Upbit reimbursed 380 victims of cryptocurrency forgeries 8.5 billion won through the use of sophisticated fraud detection and collaboration with the South Korean police.

Upbit, South Korea’s cryptocurrency exchange, has refunded 8.5 billion won ($6.07 million) to 380 victims of voice phishing schemes. This action underscores the success of the exchange’s collaboration with law enforcement in minimizing investor losses.

Ajunews reports that the recovery was facilitated on November 22 by the real-time Fraud Detection System (FDS) and a partnership with the Seoul Metropolitan Police Agency. Dunamu, Upbit’s operator, has been collaborating with the police to identify victims who were either oblivious or failed to disclose their losses following the breach. This most recent development is the result of their efforts.

This has been a significant milestone in Upbit’s ongoing endeavors to safeguard its users and reimburse the stolen funds to the victims of the 2019 breach.

The exchange’s spokesperson stated, “We are able to protect our users as crypto activity continues to increase, thanks to the Seoul Metropolitan Police’s investigation and Upbit’s FDS surveillance.”

In February of this year, Upbit reimbursed 5 billion won to 246 victims of comparable schemes. Additionally, 134 individuals received a refund of 3.5 billion won ($2.7 million) in November.

Upbit’s proactive measures are indicative of its dedication to preventing cryptocurrency frauds and underscore the significance of utilizing cutting-edge technology and law enforcement partnerships to guarantee investor protection.

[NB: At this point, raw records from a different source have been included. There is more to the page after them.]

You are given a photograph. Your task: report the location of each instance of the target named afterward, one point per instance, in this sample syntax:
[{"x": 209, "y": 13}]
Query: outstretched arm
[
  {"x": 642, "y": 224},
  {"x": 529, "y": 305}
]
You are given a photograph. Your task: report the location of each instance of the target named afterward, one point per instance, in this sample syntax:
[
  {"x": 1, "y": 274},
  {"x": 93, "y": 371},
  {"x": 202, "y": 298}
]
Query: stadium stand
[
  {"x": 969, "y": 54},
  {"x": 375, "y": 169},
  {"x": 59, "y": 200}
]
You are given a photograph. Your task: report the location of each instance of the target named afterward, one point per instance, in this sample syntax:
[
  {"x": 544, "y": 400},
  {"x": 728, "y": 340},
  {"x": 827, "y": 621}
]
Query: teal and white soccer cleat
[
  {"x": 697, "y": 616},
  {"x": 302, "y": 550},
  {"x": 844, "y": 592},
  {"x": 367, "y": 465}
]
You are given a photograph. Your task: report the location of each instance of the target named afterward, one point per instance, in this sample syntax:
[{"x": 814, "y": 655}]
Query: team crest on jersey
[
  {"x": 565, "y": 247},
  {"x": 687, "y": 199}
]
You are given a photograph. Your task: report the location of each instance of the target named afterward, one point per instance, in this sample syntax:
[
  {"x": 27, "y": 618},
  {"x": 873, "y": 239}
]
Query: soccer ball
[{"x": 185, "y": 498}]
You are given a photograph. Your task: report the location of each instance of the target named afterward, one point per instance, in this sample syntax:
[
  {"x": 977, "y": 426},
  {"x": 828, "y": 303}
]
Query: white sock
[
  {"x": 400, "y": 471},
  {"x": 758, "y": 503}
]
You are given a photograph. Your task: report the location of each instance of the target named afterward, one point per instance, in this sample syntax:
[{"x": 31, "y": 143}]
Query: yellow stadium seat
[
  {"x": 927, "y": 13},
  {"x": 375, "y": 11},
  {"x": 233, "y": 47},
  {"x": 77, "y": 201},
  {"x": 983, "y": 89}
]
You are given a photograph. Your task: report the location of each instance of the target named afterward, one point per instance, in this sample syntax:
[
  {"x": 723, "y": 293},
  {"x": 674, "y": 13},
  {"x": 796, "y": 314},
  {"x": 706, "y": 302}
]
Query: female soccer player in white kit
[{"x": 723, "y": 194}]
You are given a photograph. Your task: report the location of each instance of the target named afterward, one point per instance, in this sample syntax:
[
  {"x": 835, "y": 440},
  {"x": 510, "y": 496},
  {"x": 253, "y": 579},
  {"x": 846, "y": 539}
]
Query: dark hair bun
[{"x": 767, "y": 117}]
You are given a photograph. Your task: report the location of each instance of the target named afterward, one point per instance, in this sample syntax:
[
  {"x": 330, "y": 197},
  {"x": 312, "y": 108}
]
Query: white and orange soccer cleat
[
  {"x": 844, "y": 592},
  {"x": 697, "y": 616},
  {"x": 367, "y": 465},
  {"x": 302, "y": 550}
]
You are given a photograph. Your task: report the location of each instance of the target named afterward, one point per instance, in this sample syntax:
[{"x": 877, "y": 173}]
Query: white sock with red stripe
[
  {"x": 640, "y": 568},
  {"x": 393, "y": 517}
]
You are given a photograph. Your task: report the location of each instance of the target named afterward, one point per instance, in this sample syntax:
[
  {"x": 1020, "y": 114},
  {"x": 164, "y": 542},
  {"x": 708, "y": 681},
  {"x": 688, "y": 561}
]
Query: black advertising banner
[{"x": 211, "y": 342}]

Upbit’s initiatives to combat cryptocurrency schemes are part of a more comprehensive initiative to address the increasing threats within the cryptocurrency industry.

Lazarus Group’s breach continues to be one of the most substantial obstacles that the exchange has encountered. During the attack, hackers associated with North Korea’s Lazarus and Andariel groups seized 342,000 ETH, which is worth 1.4 trillion won.

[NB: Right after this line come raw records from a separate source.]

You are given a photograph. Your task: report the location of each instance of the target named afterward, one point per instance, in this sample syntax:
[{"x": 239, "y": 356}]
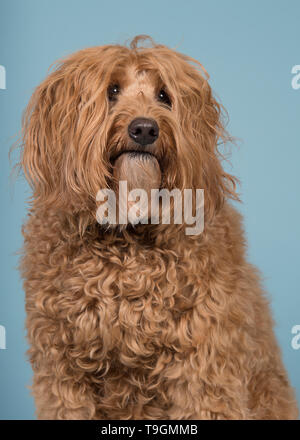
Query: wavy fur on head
[{"x": 144, "y": 322}]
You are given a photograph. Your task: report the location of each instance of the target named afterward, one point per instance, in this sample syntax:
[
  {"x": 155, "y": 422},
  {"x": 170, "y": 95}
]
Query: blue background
[{"x": 249, "y": 49}]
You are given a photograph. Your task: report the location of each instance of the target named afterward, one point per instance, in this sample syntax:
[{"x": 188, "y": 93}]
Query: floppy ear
[
  {"x": 205, "y": 130},
  {"x": 62, "y": 125}
]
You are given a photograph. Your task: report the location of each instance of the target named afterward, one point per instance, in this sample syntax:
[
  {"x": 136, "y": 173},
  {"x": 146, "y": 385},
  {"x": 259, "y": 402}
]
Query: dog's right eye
[{"x": 113, "y": 91}]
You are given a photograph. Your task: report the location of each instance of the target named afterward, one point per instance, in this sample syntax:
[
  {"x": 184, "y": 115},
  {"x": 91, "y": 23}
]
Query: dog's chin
[{"x": 141, "y": 170}]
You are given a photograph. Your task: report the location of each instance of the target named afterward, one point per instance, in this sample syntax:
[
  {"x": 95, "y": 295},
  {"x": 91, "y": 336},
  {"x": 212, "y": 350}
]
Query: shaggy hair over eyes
[{"x": 139, "y": 322}]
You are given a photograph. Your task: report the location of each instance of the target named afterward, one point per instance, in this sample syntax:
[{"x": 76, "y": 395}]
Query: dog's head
[{"x": 109, "y": 113}]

According to the investigations, the stolen Ethereum was laundered through 51 exchanges in 13 countries, including the United States and China.

In the interim, South Korean regulators are conducting a comprehensive assessment of the partnership between K Bank and Upbit, the nation’s largest cryptocurrency exchange. K Bank, which exclusively offers fiat banking services to Upbit, recently withdrew its IPO application as a result of low demand and increasing apprehensions regarding its dependence on the exchange.

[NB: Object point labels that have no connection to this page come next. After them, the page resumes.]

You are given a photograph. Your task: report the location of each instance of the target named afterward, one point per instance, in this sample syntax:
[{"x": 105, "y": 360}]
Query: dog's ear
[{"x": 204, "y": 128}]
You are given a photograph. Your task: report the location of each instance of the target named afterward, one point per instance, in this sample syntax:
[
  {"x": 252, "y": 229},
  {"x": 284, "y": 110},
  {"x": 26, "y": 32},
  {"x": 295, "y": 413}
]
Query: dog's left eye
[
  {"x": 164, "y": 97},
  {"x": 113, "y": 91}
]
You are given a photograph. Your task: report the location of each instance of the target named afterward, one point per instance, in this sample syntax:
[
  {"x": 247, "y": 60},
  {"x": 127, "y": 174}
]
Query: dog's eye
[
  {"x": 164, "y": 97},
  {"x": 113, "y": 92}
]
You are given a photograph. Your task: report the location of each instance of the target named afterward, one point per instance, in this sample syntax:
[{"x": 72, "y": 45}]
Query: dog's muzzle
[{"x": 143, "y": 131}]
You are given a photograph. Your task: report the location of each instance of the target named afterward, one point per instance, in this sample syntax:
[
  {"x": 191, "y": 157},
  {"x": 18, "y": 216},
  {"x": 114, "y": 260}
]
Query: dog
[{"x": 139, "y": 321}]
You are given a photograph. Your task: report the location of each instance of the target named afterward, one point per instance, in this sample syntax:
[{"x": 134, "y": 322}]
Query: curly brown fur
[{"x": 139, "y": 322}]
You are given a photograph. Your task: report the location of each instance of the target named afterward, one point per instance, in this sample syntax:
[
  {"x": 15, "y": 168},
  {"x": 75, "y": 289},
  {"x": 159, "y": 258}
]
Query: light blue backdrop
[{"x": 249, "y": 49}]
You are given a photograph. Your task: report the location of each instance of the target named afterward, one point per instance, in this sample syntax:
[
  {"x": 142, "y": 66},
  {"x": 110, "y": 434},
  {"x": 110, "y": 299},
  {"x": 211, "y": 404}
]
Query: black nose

Reports indicated that Upbit held 17% of K Bank’s deposits, which prompted concerns regarding the bank’s financial viability in the event of a crypto market decline.

K Bank’s disclosure of the hazards associated with its dependence on Upbit to potential investors has been the subject of scrutiny by lawmakers and regulatory bodies, such as the Financial Supervisory Service (FSS). Lee Kang-il, a prominent lawmaker, criticized the situation as “abnormal” and expressed doubts about the bank’s capacity to operate independently without Upbit.

The examination emphasizes the obstacles that conventional financial institutions encounter when dealing with partnerships in the volatile cryptocurrency sector.